Furthermore, exploration and production companies accrue only 50 percent of any upside price movements in the price of gas with the remainder collected by the government in the form of a windfall levy. Producer (well-head) prices of gas therefore do not particularly incentivise exploration of the commodity, and production companies receive prices below import parity levels.
These features of domestic gas pricing may come across as peculiar at first, but are justifiable so long as the benefits accrue squarely to the country’s industrial base.
For these reasons, the supply-demand position of natural gas has deteriorated significantly, and shortages of the commodity with reference to indigenous supply are projected to increase to 3,021 mmcfd by FY16 or 48 percent of projected demand.
Nearly half of this deficit may be bridged by imports, if arrangements presently under consideration are implemented as scheduled.
Demand growth is expected to outpace increase in supply, and gas shortages may intensify in the near future. Based on supply projections, domestic production of gas is likely to peak by FY14 at 3,860 mmcfd and is set to decline thereafter.

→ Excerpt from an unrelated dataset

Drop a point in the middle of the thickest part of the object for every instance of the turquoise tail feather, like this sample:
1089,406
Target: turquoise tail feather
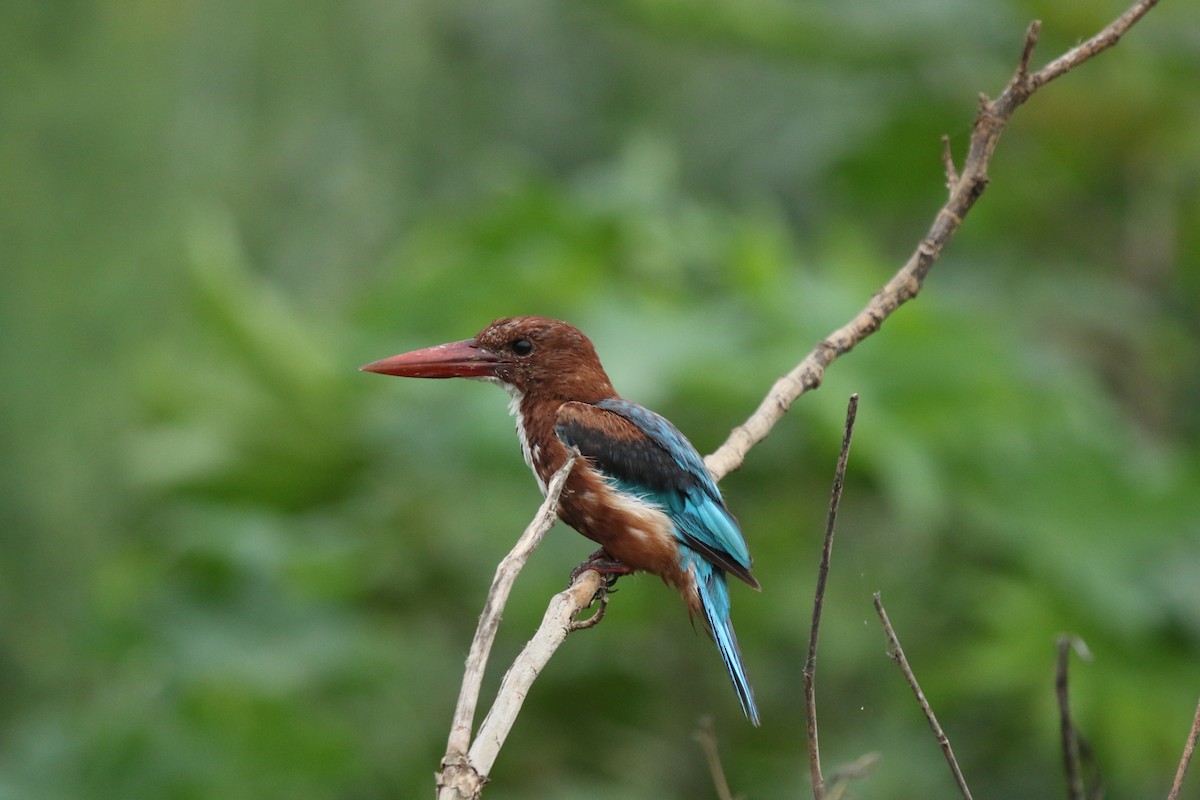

Natural depletion in gas fields will ensure that committed supplies fall considerably short of demand, which is projected to reach 5,970 mmcfd by FY16. Production from fields presently identified for development will therefore become critical in managing the demand-supply gap.
Key projects scheduled to come online by FY14 will contribute 460 mmcfd to gas supplies. Furthermore, since domestic production of gas will no longer be sufficient to meet consumption requirements, reliance on imports will increase. Between FY12 and FY16, the domestic gas shortfall is projected to increase from 2,458 mmcfd to 3,021 mmcfd, which may be reduced by 40 percent via imports.